Monitoring and Alerting
| Metric | Source | Alert Threshold |
|---|---|---|
| PDU load (amps per phase) | PDU SNMP | > 80% of circuit rating |
| UPS battery charge | UPS SNMP | < 80% charge |
| UPS on battery | UPS SNMP | Any event (immediate alert) |
| Inlet temperature | Rack sensor | > 27°C warn, > 32°C critical |
| Humidity | Room sensor | < 20% or > 80% RH |
Feed these into Prometheus via SNMP Exporter and create Grafana dashboards for the facilities team.
Considerations
- Power efficiency: Select 80+ Titanium PSUs (96% efficiency at 50% load) to reduce waste heat and operating cost.

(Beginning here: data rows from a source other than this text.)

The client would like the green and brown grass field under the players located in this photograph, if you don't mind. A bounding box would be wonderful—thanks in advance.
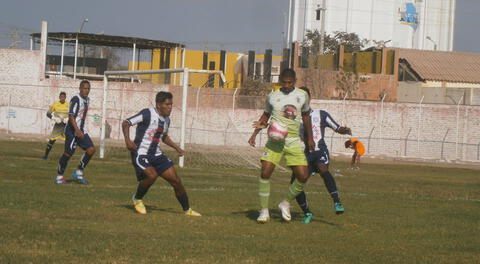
[0,140,480,263]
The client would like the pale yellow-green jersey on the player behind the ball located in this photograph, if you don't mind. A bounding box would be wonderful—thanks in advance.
[265,88,310,137]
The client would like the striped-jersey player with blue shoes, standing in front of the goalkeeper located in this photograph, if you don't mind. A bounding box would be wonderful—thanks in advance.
[55,80,95,184]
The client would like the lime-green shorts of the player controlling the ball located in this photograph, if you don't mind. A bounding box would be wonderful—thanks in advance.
[260,138,307,166]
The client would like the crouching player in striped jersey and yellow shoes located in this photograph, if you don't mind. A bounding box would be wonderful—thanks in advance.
[122,92,201,216]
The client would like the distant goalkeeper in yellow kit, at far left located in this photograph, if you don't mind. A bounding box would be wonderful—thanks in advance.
[41,92,68,160]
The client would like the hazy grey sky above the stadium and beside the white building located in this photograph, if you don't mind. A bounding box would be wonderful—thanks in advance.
[0,0,480,53]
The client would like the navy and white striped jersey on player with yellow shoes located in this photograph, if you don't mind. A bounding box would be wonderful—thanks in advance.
[127,107,170,156]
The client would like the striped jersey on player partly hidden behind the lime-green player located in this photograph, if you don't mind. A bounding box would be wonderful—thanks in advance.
[310,110,340,150]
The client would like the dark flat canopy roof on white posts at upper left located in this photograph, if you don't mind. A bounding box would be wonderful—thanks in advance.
[30,32,185,49]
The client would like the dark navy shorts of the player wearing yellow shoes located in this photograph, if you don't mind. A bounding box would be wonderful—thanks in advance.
[131,152,173,181]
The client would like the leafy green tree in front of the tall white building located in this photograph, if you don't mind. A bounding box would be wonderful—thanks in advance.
[302,29,369,55]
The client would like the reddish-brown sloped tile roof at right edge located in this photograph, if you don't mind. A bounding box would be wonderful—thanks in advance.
[399,49,480,83]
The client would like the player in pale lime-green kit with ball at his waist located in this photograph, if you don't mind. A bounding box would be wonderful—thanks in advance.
[248,69,315,223]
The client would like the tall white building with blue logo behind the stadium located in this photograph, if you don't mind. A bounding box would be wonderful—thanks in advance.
[287,0,456,51]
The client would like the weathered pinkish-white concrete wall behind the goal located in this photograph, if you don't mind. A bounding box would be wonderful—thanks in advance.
[0,50,480,161]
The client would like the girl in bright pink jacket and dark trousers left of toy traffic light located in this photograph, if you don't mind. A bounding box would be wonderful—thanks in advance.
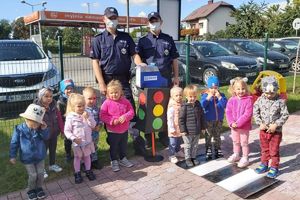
[100,80,134,172]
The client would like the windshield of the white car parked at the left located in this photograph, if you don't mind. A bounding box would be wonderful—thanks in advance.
[0,42,45,61]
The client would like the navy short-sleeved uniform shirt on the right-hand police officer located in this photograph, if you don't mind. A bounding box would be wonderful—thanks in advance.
[137,32,179,78]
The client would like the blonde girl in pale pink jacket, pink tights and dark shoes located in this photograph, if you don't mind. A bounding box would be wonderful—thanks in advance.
[64,93,96,184]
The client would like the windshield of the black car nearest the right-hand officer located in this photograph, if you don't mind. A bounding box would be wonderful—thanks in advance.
[194,43,233,57]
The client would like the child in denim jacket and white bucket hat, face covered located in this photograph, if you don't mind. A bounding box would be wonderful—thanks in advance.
[9,104,49,199]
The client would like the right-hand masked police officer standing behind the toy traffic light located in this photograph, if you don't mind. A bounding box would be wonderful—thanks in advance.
[137,12,179,146]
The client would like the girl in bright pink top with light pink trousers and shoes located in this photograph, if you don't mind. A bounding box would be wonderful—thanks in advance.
[226,77,253,168]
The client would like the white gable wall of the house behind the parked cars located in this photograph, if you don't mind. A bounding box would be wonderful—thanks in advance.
[207,7,236,34]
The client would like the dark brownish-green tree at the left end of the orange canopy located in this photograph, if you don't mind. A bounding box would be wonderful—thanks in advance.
[11,17,29,39]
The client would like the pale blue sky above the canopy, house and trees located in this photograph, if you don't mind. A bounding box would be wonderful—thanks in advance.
[0,0,285,22]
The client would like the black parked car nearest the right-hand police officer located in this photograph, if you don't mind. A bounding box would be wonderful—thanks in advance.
[175,41,261,84]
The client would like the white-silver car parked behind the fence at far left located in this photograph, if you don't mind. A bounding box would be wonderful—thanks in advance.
[0,40,61,115]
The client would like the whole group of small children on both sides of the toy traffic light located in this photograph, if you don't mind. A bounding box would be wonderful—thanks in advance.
[10,76,288,199]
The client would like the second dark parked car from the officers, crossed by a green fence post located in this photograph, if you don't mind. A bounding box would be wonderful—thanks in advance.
[215,39,290,75]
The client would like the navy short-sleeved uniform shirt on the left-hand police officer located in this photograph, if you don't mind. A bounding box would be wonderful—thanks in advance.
[90,30,137,76]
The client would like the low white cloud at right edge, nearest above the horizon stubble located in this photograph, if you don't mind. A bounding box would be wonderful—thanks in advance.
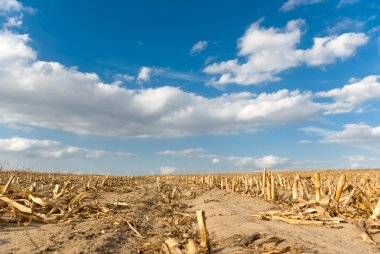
[322,123,380,150]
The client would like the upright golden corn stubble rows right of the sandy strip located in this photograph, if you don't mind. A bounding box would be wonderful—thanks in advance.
[193,168,380,248]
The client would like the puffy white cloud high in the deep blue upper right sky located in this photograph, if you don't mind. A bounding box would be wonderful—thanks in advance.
[204,20,368,86]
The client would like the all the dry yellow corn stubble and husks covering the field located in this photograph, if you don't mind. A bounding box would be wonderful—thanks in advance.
[0,169,380,253]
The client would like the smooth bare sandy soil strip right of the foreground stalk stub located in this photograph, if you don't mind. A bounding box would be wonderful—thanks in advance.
[187,189,380,254]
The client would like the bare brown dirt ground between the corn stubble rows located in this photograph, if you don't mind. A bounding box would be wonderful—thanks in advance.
[0,179,380,254]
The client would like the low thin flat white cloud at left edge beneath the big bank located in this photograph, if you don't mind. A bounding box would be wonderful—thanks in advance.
[0,137,131,158]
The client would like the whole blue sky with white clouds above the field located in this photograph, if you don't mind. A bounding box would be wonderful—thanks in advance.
[0,0,380,175]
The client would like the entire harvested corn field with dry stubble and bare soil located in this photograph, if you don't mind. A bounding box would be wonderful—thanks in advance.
[0,170,380,253]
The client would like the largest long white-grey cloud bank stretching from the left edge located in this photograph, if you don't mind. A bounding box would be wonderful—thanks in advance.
[0,31,330,138]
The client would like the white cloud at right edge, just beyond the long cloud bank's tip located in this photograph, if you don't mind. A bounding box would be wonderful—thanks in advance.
[317,75,380,114]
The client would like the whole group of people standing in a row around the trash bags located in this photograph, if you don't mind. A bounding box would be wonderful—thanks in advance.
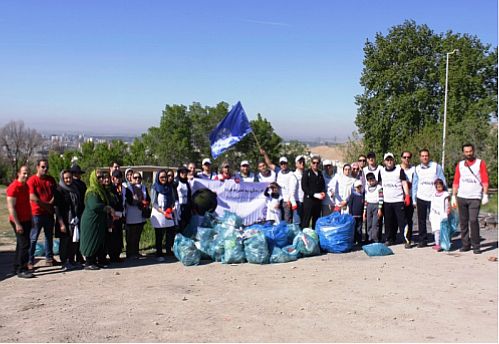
[7,144,488,278]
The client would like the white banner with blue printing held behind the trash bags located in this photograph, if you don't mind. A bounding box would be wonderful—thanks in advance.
[191,178,269,225]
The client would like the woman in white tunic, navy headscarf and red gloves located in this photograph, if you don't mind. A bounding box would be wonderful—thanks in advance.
[151,169,176,262]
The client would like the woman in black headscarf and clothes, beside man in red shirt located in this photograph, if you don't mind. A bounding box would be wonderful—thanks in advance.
[55,170,83,270]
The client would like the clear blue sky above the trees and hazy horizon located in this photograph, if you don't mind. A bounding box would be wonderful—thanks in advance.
[0,0,498,141]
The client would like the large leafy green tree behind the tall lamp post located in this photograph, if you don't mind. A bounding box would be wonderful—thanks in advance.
[355,21,497,175]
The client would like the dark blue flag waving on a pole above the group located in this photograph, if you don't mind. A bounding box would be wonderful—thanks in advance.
[210,102,251,159]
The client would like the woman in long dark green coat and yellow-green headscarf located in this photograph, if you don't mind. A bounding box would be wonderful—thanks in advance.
[80,171,114,270]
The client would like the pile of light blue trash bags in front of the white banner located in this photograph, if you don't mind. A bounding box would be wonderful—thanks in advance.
[173,212,321,266]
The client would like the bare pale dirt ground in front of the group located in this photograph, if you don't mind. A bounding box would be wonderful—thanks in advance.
[0,224,498,342]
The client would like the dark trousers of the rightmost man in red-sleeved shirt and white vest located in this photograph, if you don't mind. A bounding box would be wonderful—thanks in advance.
[457,197,481,249]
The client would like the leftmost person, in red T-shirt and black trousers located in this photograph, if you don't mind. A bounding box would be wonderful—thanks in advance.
[7,166,35,278]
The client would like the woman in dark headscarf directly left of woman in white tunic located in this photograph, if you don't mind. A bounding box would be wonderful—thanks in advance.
[125,172,151,258]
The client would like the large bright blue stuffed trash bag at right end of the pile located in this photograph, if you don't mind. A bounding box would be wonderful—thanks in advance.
[315,213,355,253]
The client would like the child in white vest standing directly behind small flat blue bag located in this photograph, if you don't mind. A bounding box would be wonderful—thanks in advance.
[363,172,383,242]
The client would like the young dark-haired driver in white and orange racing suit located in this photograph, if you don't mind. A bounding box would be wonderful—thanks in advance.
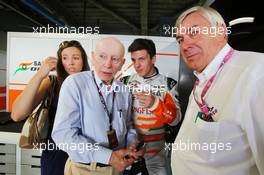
[121,38,181,175]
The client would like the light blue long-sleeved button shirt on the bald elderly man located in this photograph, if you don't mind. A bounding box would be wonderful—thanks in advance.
[52,71,136,164]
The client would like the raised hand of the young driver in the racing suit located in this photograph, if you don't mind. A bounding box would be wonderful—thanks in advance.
[134,92,155,108]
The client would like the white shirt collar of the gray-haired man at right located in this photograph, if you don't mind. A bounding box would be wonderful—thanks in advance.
[194,44,231,82]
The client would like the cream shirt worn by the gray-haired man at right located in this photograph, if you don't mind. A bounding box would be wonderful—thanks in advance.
[171,44,264,175]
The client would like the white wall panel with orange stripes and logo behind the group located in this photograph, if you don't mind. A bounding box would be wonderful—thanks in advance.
[7,32,179,111]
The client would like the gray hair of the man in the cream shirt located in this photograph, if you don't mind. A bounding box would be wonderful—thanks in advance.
[175,6,226,28]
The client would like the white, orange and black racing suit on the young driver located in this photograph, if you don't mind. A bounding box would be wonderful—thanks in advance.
[121,69,181,175]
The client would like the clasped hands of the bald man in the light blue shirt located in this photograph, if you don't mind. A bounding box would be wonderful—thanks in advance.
[110,149,143,172]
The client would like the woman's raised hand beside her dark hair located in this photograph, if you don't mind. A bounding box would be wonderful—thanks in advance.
[38,56,57,79]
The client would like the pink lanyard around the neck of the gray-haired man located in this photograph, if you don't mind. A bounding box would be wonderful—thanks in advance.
[193,48,234,116]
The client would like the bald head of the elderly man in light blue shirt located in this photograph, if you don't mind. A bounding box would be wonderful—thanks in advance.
[92,37,125,84]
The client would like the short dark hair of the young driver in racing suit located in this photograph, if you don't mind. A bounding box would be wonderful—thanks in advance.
[128,38,156,58]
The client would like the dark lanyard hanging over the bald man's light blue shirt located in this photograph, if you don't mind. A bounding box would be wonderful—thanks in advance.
[92,72,115,131]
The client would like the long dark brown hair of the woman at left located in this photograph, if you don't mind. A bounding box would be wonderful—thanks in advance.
[57,40,90,84]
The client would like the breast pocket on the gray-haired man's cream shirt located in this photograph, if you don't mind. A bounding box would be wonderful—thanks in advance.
[188,117,220,161]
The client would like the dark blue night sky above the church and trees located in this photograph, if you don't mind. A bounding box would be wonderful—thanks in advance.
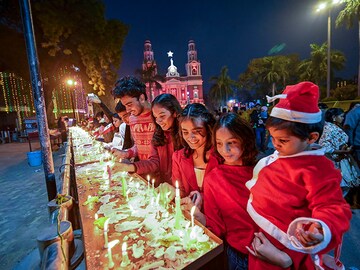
[104,0,359,90]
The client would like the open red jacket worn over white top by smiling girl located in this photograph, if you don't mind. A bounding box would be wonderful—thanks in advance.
[172,149,219,197]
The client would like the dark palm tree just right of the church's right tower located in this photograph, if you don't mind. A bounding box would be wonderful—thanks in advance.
[209,66,236,109]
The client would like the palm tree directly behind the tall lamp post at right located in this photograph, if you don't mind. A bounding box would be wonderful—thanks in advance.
[299,42,346,96]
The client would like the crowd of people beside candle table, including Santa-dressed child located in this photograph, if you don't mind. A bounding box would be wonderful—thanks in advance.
[59,77,360,269]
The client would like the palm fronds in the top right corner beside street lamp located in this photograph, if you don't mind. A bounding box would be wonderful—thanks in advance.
[336,0,360,96]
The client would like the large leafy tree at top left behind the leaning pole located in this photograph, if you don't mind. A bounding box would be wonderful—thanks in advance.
[0,0,128,123]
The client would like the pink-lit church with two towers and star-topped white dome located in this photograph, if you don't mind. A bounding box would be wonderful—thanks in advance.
[142,40,204,106]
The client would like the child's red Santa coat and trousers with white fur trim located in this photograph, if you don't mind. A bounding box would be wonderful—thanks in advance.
[246,149,351,269]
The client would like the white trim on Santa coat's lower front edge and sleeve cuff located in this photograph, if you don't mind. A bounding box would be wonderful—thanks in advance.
[247,198,331,254]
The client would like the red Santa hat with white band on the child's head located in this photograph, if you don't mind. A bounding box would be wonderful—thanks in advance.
[266,82,321,124]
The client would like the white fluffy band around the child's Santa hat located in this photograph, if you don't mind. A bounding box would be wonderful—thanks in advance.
[270,107,321,124]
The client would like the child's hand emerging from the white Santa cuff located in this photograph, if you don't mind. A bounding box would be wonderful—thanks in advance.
[295,222,324,247]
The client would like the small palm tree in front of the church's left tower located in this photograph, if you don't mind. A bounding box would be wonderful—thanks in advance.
[135,61,165,101]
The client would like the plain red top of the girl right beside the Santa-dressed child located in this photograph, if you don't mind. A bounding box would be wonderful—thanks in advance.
[204,164,256,254]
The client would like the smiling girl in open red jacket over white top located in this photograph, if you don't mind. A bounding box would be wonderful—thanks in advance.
[172,103,218,209]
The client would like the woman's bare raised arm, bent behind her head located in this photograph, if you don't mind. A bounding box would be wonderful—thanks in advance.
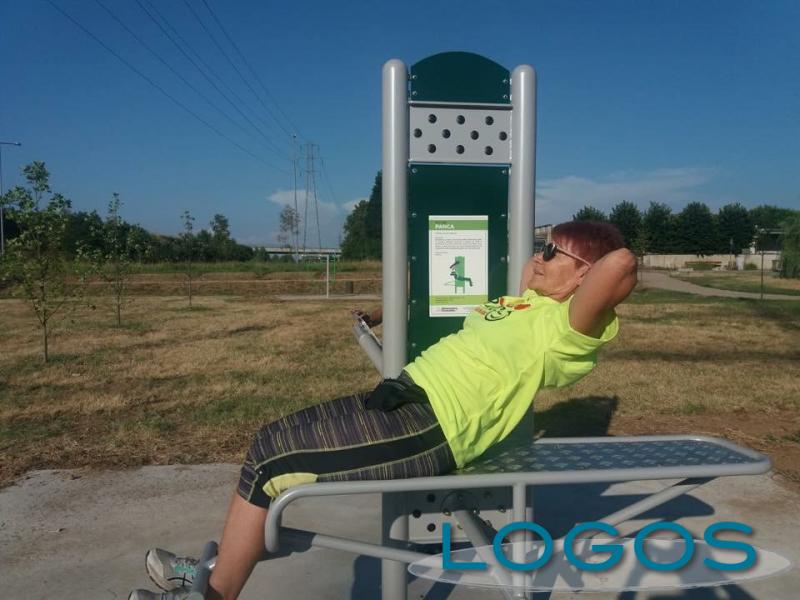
[569,248,636,337]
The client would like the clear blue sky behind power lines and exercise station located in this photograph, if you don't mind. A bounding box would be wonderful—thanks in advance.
[0,0,800,244]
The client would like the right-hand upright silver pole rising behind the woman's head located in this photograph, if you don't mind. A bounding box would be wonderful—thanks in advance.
[507,65,536,295]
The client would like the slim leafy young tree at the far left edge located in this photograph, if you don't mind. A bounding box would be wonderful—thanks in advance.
[0,161,81,362]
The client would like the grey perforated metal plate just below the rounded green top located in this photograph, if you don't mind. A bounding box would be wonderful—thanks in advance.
[409,104,511,165]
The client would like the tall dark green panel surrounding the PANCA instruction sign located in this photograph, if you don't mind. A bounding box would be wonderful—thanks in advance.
[407,163,508,362]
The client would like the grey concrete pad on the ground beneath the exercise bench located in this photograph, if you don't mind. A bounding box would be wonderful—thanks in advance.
[0,465,800,600]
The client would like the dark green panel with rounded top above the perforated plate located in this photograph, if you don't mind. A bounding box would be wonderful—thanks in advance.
[410,52,511,104]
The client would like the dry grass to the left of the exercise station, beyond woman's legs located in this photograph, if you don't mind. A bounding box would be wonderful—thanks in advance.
[0,297,377,482]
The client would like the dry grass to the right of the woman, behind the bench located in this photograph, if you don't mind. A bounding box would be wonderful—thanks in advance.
[536,294,800,482]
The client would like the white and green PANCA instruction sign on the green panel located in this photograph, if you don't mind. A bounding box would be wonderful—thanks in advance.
[428,215,489,317]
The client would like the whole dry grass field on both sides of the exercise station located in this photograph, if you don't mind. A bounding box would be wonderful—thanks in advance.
[0,276,800,484]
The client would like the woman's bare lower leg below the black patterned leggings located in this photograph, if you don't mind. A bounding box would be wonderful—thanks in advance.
[208,493,267,600]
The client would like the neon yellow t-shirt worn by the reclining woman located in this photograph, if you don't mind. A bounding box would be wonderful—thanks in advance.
[405,290,619,467]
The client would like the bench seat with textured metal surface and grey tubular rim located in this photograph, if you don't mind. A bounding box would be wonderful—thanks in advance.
[266,436,771,551]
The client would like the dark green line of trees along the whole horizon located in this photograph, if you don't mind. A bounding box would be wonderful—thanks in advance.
[4,163,800,263]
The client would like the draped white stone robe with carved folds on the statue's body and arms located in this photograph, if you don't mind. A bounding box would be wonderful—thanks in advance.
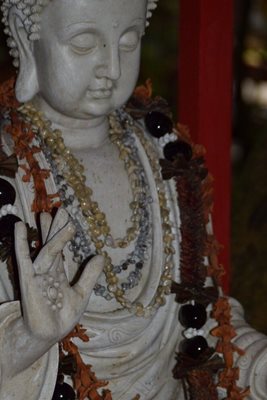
[0,123,267,400]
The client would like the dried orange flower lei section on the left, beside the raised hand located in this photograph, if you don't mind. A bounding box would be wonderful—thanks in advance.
[0,79,116,400]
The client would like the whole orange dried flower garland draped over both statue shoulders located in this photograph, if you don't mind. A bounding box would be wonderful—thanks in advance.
[0,79,249,400]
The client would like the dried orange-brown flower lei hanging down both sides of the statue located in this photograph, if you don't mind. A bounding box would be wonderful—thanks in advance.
[0,78,249,400]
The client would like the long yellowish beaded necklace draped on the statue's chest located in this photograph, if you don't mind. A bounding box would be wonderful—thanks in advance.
[20,104,175,317]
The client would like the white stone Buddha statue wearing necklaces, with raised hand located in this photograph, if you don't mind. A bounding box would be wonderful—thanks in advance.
[0,0,267,400]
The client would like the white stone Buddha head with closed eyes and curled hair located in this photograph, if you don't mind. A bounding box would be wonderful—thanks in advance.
[2,0,157,118]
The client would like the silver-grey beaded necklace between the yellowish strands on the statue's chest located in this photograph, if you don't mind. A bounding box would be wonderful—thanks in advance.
[40,109,152,300]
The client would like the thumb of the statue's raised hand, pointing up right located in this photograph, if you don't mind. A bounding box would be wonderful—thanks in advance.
[73,256,105,301]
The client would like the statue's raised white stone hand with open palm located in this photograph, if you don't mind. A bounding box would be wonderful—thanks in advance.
[15,209,104,343]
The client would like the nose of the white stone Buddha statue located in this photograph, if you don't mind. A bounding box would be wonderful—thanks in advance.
[95,46,121,81]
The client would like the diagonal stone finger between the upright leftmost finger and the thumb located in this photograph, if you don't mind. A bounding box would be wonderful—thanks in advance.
[34,222,75,274]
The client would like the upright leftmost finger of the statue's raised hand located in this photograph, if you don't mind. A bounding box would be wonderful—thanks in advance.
[15,222,34,281]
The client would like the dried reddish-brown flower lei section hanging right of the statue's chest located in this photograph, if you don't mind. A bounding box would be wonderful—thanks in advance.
[128,80,249,400]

- Phase balancing: Distribute server power supplies across phases evenly to avoid phase imbalance on three-phase circuits.
- Cable management: Use color-coded power cables (red for Feed A, blue for Feed B) to prevent accidental disconnection of the wrong feed. See Cabling Standards.
- Maintenance windows: UPS battery replacement and PDU firmware updates require planned maintenance. Schedule during low-traffic periods and verify 2N redundancy before taking either feed offline.
- Capacity planning: Track actual power draw per rack monthly. If any rack exceeds 70% of circuit capacity, plan expansion before hitting the 80% derate limit.